When we are about to call a function, we first check if we already have called the same function with exactly the same arguments. If not, we add the function call (key) and its result (value) to the cache. Otherwise, we just return the result from the cache.
Such caching scheme is called 'memoization'. With memoization, naive algorithms can be turned from exponential into lineair, with the fibonacci function as the canonical example.
But naive memoization has a problem. If we don't clean entries from the cache, the cache will accumulate all function calls and their results.
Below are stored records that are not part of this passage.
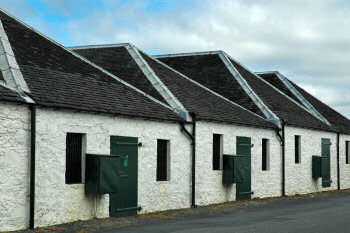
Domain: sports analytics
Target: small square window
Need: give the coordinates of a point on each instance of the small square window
(217, 151)
(297, 145)
(347, 151)
(265, 154)
(74, 158)
(163, 160)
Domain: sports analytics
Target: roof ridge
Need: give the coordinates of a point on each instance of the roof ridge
(187, 54)
(302, 99)
(86, 60)
(206, 88)
(321, 101)
(276, 89)
(270, 115)
(156, 81)
(98, 46)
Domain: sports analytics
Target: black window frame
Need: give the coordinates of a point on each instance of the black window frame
(297, 149)
(347, 152)
(163, 160)
(265, 154)
(217, 151)
(74, 158)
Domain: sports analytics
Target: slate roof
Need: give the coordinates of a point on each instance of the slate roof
(118, 60)
(210, 71)
(195, 66)
(338, 120)
(9, 95)
(57, 78)
(194, 98)
(276, 82)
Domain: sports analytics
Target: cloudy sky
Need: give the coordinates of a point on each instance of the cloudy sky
(307, 40)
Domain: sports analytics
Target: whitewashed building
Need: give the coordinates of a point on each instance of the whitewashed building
(107, 130)
(220, 125)
(66, 121)
(56, 108)
(307, 126)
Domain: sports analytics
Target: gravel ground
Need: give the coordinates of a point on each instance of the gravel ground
(121, 224)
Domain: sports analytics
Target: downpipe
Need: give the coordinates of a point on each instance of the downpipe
(192, 137)
(338, 162)
(282, 138)
(32, 165)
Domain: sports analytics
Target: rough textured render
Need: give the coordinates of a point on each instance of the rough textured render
(209, 188)
(14, 166)
(57, 202)
(299, 176)
(344, 168)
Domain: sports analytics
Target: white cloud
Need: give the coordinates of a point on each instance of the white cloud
(307, 40)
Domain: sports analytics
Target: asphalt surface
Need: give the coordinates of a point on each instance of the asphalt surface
(322, 212)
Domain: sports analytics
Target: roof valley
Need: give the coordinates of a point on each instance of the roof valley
(162, 89)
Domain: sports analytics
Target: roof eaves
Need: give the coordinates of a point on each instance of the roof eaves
(207, 89)
(300, 97)
(275, 88)
(250, 92)
(156, 81)
(87, 61)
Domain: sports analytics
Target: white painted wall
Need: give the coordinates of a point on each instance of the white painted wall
(299, 176)
(57, 202)
(209, 188)
(344, 168)
(14, 166)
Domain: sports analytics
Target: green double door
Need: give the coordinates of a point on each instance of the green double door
(326, 162)
(124, 202)
(243, 167)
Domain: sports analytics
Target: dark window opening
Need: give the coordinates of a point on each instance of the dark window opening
(347, 151)
(74, 158)
(217, 151)
(297, 149)
(163, 160)
(265, 154)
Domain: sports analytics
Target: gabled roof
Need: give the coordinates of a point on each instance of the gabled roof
(10, 95)
(207, 68)
(192, 96)
(336, 119)
(57, 77)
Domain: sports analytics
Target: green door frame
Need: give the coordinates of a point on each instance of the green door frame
(243, 149)
(326, 162)
(124, 203)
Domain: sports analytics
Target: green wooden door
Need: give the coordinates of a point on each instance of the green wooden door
(326, 162)
(124, 202)
(243, 166)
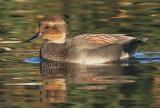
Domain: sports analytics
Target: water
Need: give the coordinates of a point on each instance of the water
(27, 83)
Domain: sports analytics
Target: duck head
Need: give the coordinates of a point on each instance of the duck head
(53, 29)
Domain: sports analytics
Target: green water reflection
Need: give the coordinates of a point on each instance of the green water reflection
(24, 85)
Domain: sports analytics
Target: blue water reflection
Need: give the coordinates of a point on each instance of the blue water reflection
(141, 57)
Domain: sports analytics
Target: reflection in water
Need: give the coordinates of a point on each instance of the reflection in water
(57, 78)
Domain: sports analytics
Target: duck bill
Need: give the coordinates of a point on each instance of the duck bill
(34, 37)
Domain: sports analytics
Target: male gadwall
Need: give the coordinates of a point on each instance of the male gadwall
(86, 48)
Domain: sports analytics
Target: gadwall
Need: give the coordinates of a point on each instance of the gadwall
(84, 49)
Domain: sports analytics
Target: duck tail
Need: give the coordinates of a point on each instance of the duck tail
(141, 40)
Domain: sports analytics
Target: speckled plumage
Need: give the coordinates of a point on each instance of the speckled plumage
(85, 48)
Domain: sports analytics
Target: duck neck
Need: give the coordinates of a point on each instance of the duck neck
(60, 40)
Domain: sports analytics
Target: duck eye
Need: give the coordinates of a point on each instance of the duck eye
(46, 27)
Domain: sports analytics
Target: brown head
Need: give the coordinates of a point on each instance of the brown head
(51, 28)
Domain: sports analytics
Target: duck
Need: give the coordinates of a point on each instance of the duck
(86, 48)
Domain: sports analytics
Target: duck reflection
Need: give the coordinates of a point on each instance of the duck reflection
(54, 88)
(58, 76)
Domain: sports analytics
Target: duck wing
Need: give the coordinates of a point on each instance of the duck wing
(93, 41)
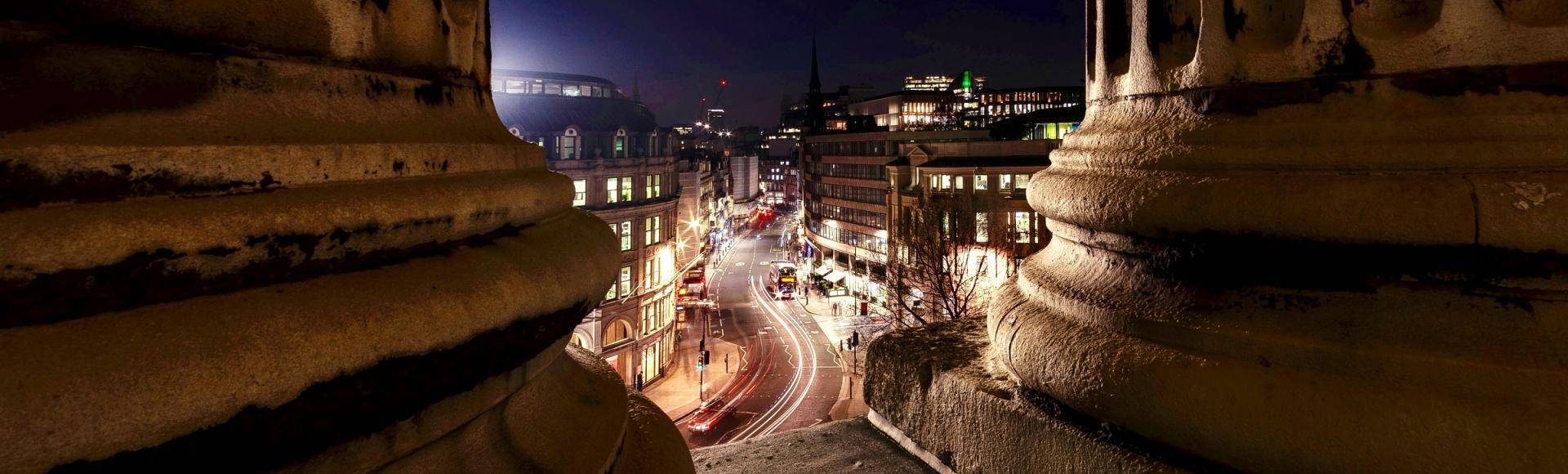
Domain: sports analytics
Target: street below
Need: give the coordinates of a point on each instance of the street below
(789, 374)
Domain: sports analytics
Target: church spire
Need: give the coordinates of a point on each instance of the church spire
(816, 82)
(637, 92)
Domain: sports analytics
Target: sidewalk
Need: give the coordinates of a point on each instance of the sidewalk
(852, 399)
(676, 391)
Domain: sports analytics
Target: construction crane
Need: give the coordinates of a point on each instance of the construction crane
(703, 110)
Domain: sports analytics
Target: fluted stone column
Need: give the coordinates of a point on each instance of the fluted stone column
(1312, 236)
(253, 236)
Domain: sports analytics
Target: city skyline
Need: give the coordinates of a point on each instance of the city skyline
(860, 42)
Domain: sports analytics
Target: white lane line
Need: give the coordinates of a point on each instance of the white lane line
(778, 414)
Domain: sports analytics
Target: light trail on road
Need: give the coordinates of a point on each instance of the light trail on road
(802, 378)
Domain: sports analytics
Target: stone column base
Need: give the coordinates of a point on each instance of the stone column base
(937, 385)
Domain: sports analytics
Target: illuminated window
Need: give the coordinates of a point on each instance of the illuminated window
(648, 274)
(618, 332)
(651, 231)
(620, 143)
(623, 286)
(653, 186)
(982, 235)
(626, 279)
(568, 145)
(626, 235)
(1021, 226)
(618, 189)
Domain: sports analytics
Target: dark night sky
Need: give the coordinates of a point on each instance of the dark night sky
(681, 49)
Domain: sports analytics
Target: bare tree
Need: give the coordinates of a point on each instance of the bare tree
(946, 255)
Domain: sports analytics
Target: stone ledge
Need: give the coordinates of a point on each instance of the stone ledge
(843, 446)
(937, 387)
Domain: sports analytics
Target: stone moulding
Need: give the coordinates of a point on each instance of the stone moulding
(291, 236)
(1317, 236)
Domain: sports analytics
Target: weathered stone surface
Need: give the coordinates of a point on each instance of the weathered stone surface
(1319, 236)
(935, 385)
(843, 446)
(653, 441)
(294, 236)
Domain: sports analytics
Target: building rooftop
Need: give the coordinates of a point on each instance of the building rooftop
(550, 76)
(538, 114)
(978, 162)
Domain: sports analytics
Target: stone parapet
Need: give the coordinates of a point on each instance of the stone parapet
(940, 388)
(291, 237)
(1310, 236)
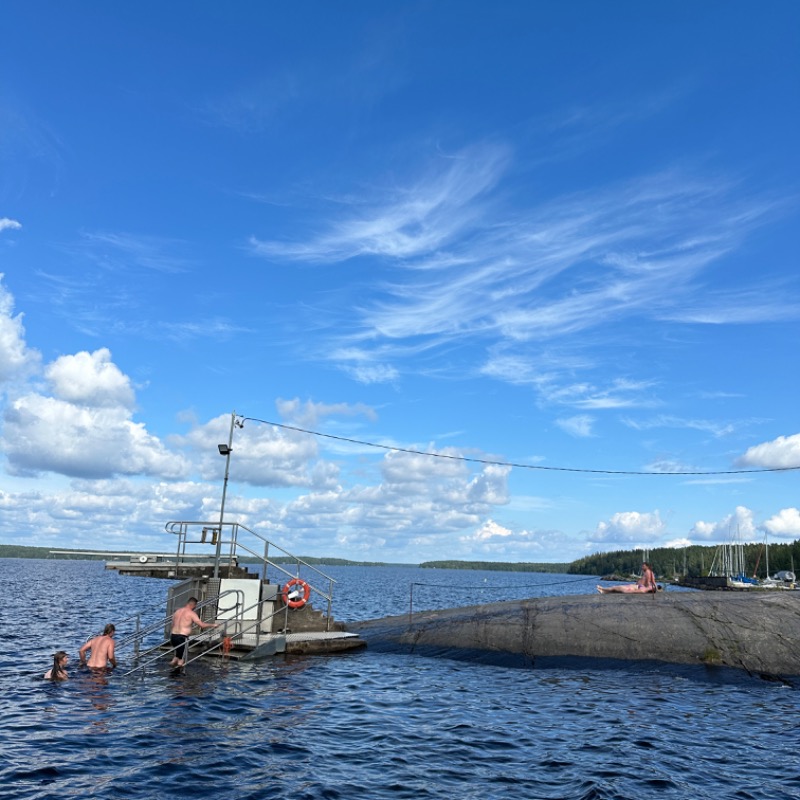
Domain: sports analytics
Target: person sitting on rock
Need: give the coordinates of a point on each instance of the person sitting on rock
(645, 585)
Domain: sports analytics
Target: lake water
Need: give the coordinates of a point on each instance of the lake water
(368, 724)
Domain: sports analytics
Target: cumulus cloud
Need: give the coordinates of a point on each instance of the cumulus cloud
(7, 224)
(736, 526)
(631, 527)
(678, 543)
(780, 453)
(47, 434)
(488, 531)
(90, 379)
(784, 525)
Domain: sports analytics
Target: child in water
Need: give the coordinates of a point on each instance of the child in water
(58, 672)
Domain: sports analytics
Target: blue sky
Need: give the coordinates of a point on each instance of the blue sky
(562, 236)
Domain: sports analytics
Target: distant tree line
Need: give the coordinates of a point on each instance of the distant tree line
(693, 561)
(668, 562)
(498, 566)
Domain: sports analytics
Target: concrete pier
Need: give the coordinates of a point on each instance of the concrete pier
(757, 632)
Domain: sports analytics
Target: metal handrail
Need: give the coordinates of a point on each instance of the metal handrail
(138, 636)
(200, 636)
(181, 529)
(255, 624)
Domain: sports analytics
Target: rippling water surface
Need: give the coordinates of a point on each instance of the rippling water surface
(367, 724)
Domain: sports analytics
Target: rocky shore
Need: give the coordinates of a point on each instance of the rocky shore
(757, 632)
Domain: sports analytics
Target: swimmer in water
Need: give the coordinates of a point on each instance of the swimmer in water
(102, 649)
(58, 672)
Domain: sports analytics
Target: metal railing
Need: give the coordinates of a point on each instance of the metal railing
(229, 535)
(137, 637)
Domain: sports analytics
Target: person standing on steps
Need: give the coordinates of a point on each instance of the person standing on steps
(102, 649)
(182, 621)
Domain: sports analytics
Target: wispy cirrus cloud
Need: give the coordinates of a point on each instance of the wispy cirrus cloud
(715, 428)
(115, 251)
(451, 261)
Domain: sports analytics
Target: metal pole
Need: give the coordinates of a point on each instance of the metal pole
(224, 492)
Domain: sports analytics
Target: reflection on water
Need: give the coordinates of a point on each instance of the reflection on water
(367, 724)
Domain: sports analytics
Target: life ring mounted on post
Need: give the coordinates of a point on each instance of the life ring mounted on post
(296, 593)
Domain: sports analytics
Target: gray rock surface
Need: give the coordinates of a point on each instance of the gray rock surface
(758, 632)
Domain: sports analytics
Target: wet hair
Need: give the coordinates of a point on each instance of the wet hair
(58, 672)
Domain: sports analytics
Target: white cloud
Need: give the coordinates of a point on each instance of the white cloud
(678, 543)
(631, 527)
(46, 434)
(716, 429)
(579, 426)
(90, 379)
(7, 224)
(782, 452)
(738, 526)
(489, 531)
(785, 524)
(468, 268)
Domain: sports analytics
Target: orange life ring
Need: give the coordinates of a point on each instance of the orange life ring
(294, 601)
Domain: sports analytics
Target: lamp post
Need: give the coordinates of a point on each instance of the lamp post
(224, 450)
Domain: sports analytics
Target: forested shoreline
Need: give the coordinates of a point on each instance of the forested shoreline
(668, 562)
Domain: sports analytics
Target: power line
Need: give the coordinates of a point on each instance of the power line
(492, 462)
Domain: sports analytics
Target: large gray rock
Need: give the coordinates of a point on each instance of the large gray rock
(758, 631)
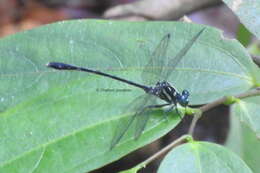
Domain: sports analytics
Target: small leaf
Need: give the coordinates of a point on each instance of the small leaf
(247, 110)
(199, 157)
(248, 12)
(243, 141)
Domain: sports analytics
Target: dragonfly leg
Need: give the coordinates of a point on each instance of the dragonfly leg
(177, 111)
(167, 111)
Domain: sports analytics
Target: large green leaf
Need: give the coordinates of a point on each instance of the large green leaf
(51, 119)
(248, 112)
(202, 157)
(248, 11)
(243, 141)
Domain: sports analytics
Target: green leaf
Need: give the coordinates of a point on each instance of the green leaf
(61, 120)
(243, 141)
(247, 111)
(202, 157)
(243, 35)
(248, 12)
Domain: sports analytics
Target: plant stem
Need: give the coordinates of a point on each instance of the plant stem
(163, 151)
(220, 101)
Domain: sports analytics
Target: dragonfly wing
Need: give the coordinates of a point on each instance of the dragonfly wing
(134, 107)
(141, 121)
(152, 71)
(174, 61)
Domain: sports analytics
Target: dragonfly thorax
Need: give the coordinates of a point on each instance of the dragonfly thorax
(168, 93)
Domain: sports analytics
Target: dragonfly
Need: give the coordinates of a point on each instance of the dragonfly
(156, 71)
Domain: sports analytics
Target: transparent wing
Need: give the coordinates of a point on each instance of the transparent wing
(141, 121)
(135, 107)
(174, 61)
(152, 71)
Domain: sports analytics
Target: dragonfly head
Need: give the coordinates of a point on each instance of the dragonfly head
(183, 98)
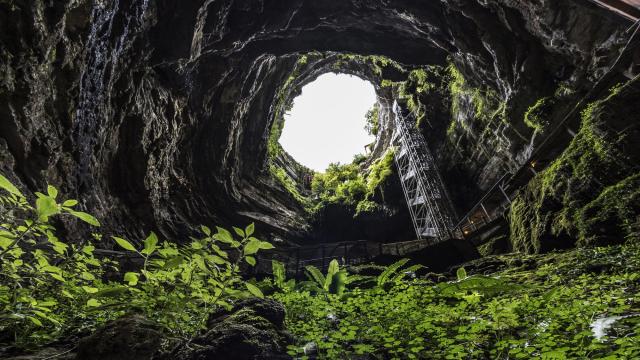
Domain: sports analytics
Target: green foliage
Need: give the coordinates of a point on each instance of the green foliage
(372, 120)
(283, 104)
(349, 185)
(332, 283)
(537, 116)
(589, 192)
(385, 276)
(487, 107)
(51, 288)
(288, 184)
(542, 310)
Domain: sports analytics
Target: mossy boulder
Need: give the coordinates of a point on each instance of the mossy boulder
(253, 329)
(128, 338)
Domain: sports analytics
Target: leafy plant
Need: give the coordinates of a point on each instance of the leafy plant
(334, 282)
(394, 272)
(50, 288)
(545, 310)
(280, 277)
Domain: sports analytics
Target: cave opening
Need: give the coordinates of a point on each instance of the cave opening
(326, 123)
(147, 188)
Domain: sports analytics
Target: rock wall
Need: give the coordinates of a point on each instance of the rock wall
(156, 114)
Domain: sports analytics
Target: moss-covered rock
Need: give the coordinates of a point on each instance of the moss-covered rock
(589, 195)
(128, 338)
(253, 329)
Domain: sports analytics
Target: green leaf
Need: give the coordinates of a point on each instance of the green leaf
(254, 290)
(93, 303)
(249, 229)
(315, 275)
(5, 242)
(150, 244)
(132, 278)
(279, 273)
(252, 247)
(46, 206)
(57, 277)
(250, 260)
(35, 321)
(8, 186)
(333, 269)
(70, 203)
(384, 277)
(223, 235)
(85, 217)
(89, 289)
(87, 276)
(461, 274)
(88, 249)
(239, 231)
(265, 245)
(124, 243)
(52, 191)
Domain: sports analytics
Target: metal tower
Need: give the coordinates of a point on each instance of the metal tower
(429, 205)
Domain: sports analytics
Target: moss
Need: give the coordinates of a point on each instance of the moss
(372, 120)
(380, 170)
(537, 116)
(288, 184)
(588, 195)
(351, 186)
(617, 207)
(486, 104)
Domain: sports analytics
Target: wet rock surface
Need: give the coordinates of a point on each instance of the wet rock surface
(128, 338)
(253, 329)
(156, 114)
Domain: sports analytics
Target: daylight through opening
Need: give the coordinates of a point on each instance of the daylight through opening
(327, 121)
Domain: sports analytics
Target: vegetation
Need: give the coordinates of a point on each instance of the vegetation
(372, 120)
(586, 193)
(537, 115)
(542, 306)
(51, 288)
(349, 185)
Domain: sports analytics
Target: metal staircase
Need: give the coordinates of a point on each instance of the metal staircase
(430, 207)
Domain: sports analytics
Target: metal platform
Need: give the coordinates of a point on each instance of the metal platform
(431, 210)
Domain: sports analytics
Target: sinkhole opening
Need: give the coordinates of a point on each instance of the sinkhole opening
(327, 124)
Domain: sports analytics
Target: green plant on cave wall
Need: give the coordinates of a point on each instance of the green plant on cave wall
(589, 194)
(372, 121)
(49, 287)
(537, 116)
(350, 185)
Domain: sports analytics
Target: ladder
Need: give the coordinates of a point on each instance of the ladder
(431, 210)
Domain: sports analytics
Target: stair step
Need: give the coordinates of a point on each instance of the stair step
(409, 175)
(418, 201)
(429, 232)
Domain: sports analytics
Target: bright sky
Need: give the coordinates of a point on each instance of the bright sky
(326, 123)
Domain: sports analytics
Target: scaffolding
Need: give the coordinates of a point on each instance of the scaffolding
(430, 207)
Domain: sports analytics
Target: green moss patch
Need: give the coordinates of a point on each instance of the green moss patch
(589, 194)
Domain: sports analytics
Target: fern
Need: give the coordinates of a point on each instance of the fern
(334, 268)
(389, 271)
(461, 274)
(279, 273)
(338, 282)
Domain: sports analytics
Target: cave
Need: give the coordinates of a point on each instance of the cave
(505, 152)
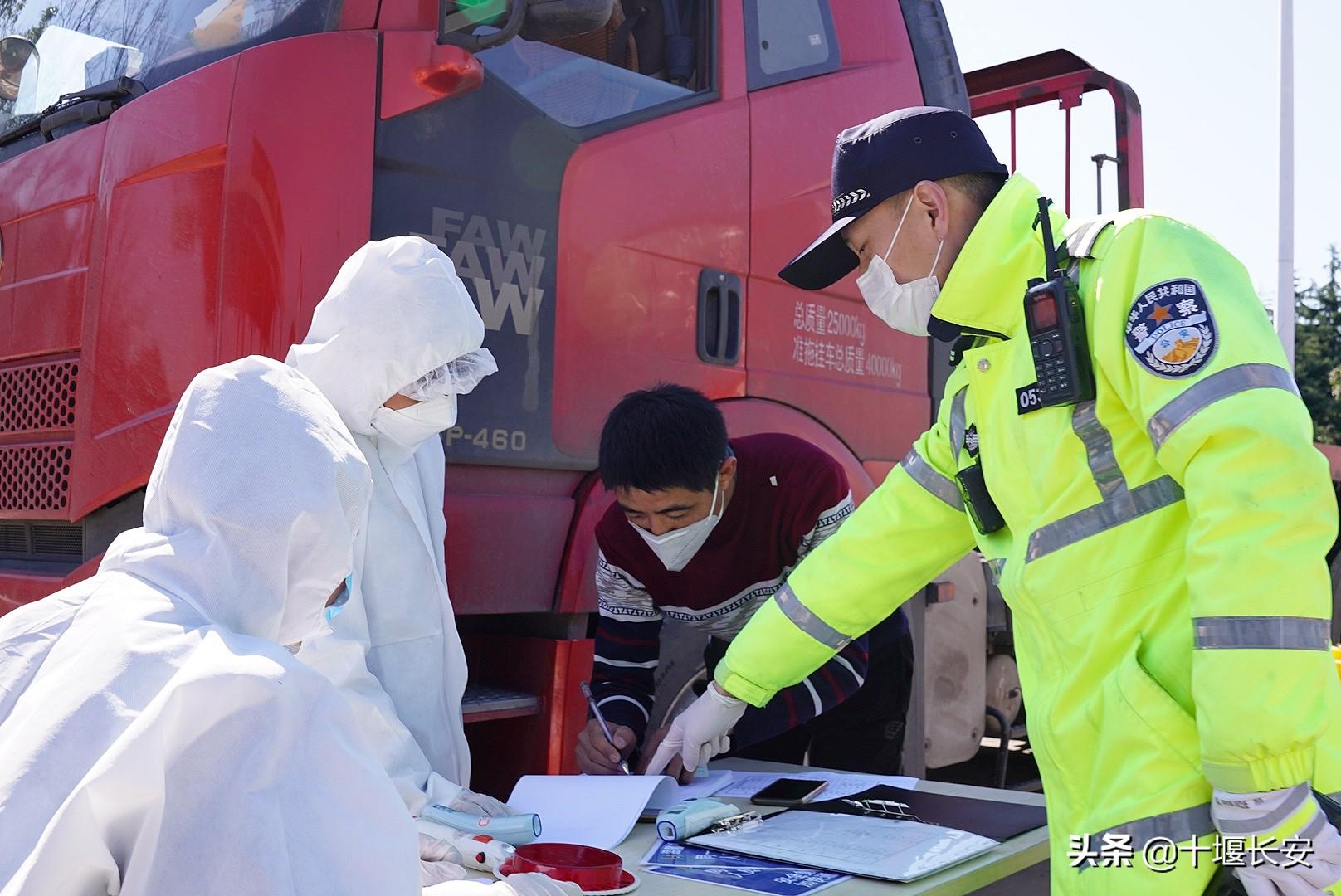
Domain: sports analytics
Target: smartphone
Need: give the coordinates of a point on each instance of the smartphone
(789, 791)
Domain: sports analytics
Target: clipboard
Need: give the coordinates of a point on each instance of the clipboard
(851, 844)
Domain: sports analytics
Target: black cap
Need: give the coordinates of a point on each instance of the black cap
(881, 158)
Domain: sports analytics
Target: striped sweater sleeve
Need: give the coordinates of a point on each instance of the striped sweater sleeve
(628, 644)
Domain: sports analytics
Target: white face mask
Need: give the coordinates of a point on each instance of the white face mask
(413, 426)
(903, 306)
(677, 548)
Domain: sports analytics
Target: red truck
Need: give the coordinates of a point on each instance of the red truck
(617, 182)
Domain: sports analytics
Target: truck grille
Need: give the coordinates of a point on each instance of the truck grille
(41, 541)
(38, 396)
(37, 417)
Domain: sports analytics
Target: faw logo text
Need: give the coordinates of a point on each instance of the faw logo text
(849, 199)
(503, 261)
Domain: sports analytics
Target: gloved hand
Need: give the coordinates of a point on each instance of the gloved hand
(701, 731)
(478, 804)
(439, 861)
(1270, 821)
(537, 885)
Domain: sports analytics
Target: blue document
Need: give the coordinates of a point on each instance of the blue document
(736, 872)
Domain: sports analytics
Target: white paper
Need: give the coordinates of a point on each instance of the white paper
(862, 845)
(600, 811)
(710, 785)
(747, 784)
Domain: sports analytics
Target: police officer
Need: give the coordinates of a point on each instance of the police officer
(1162, 545)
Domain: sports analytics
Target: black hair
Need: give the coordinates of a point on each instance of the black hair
(668, 436)
(981, 188)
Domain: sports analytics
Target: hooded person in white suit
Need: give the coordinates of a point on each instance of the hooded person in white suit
(154, 737)
(393, 343)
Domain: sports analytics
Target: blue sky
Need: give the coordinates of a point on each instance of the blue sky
(1207, 76)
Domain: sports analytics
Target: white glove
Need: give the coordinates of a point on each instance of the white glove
(699, 733)
(535, 885)
(1271, 821)
(439, 861)
(478, 804)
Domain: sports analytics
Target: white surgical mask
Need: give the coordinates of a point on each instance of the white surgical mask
(903, 306)
(677, 548)
(411, 426)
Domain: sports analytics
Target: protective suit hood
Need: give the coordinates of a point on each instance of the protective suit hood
(156, 738)
(255, 545)
(396, 311)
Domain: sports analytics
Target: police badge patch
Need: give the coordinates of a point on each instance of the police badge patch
(1169, 329)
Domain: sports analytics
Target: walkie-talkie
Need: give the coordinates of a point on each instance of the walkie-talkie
(1056, 333)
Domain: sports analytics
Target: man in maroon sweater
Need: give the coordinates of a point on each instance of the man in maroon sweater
(703, 532)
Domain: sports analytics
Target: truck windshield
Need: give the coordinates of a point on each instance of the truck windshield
(573, 89)
(84, 43)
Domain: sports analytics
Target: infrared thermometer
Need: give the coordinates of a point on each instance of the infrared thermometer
(510, 829)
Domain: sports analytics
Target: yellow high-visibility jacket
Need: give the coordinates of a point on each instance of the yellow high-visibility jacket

To combat such indefinite growth, one can apply various eviction schemes to clean the memoization cache. For instance, we can decide to evict cached items that are 'Least Recently Used' (LRU). Unfortunately, LRU complicates the static analysis of runtime complexity. Even worse, LRU can turn the improved linear algorithm back into an exponential one.
In this post I propose a new 'eviction' scheme that is based on cached computational traces. I've coined this as: "forgetful memoization through computational traces".
Remember that, in SPREAD, every value keeps a strong reference to its origin. Here is the canonical example:
((1 ++ 2) ** (3 ++ 4)) ~> [([(1 ++ 2) ~> 3] ** [(3 ++ 4) ~> 7]) ~> [(3 ** 7) ~> 21]]
So we have the value 21 that has a back reference to its origin. When 21 becomes non-reachable, it would be a candidate for garbage collection, together (with the reference to) its origin. But if 21 is still reachable, we can potentially re-use parts of its computational trace.
Let's say that we would want to compute 3 ++ 4. Because 21 (indirectly) holds a reference to (3 ++ 4) ~> 7 we don't need to recompute: we just return the result 7.
But how do we gain access to (3 ++ 4) ~> 7? We achieve this through the use of a (very) weak reference map. In this map, both the key (the function call) and the value (the function result) are weakly referenced.
That means that a map entry will be evicted when either its key or its value is not strongly referenced. In essence, the weak map acts as an index on computational traces. By using weak references, computational traces will be evicted from the index when they are garbage collected.